A future Bank of Japan (BOJ) interest rate hike could affect the country’s sovereign debt rating if firms struggle to absorb rising funding costs, an official at S&P Global Ratings said on Thursday.
Higher borrowing costs could also lead to a downturn in long-term economic growth, S&P said.
Japanese bond yields have crept up on market expectations the BOJ will phase out its yield control policy and start raising interest rates under a new governor who succeeds incumbent Haruhiko Kuroda in April.
While further rises in long-term interest rates could increase Japan’s already large debt burden, such factors are already taken into account in the current “A+” sovereign debt rating, said Kim Eng Tan, senior director of S&P’s sovereign ratings team in Asia-Pacific.
The bigger concern is whether Japanese firms, accustomed to many years of ultra-low interest rates, could absorb higher funding costs that come from tighter monetary policy, he told Reuters in an interview.
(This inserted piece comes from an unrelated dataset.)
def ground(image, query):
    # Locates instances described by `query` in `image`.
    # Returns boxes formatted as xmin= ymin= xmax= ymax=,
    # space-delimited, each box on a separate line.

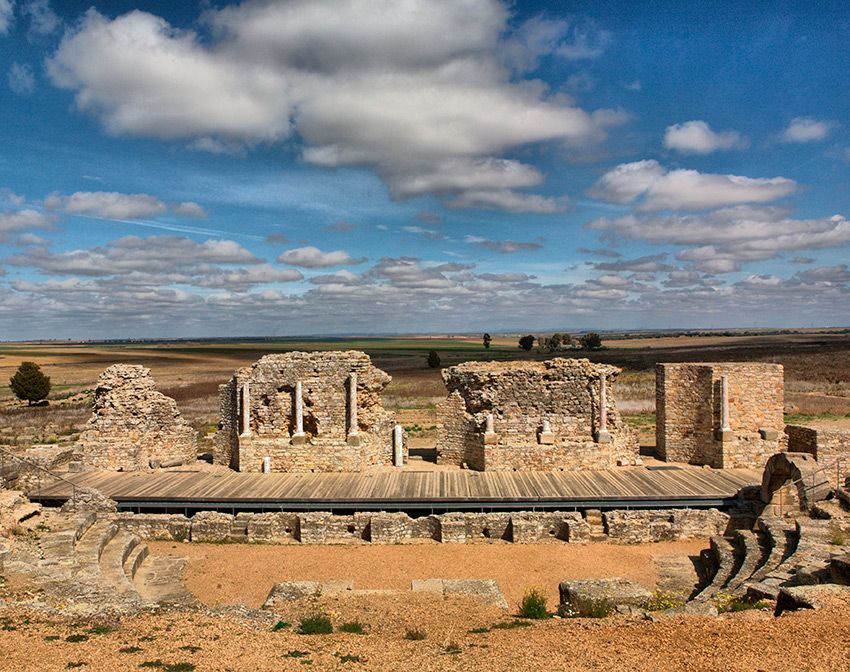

S&P expects the BOJ to tighten policy only gradually with the near-term impact on the economy likely limited, Tan added.
But the longer-term effect on Japanese firms and the broader economy is a concern as “we’re now at a stage where interest rates seem to be rising, and there’s quite a bit of uncertainty about how far it will go before it stabilises again,” he said.
Even a 1-2 percentage point increase in interest rates would have a big impact on Japanese firms, particularly those in the service-sector with low profits or high debt, Tan said.
“They’ve been used to a very low interest rate environment for quite a while. So it is really the impact on the economy that could potentially have an impact on our ratings,” he said.
S&P currently assigns an “A+” long-term and “A-1” short-term sovereign debt ratings on Japan. The outlook on the long-term rating is stable.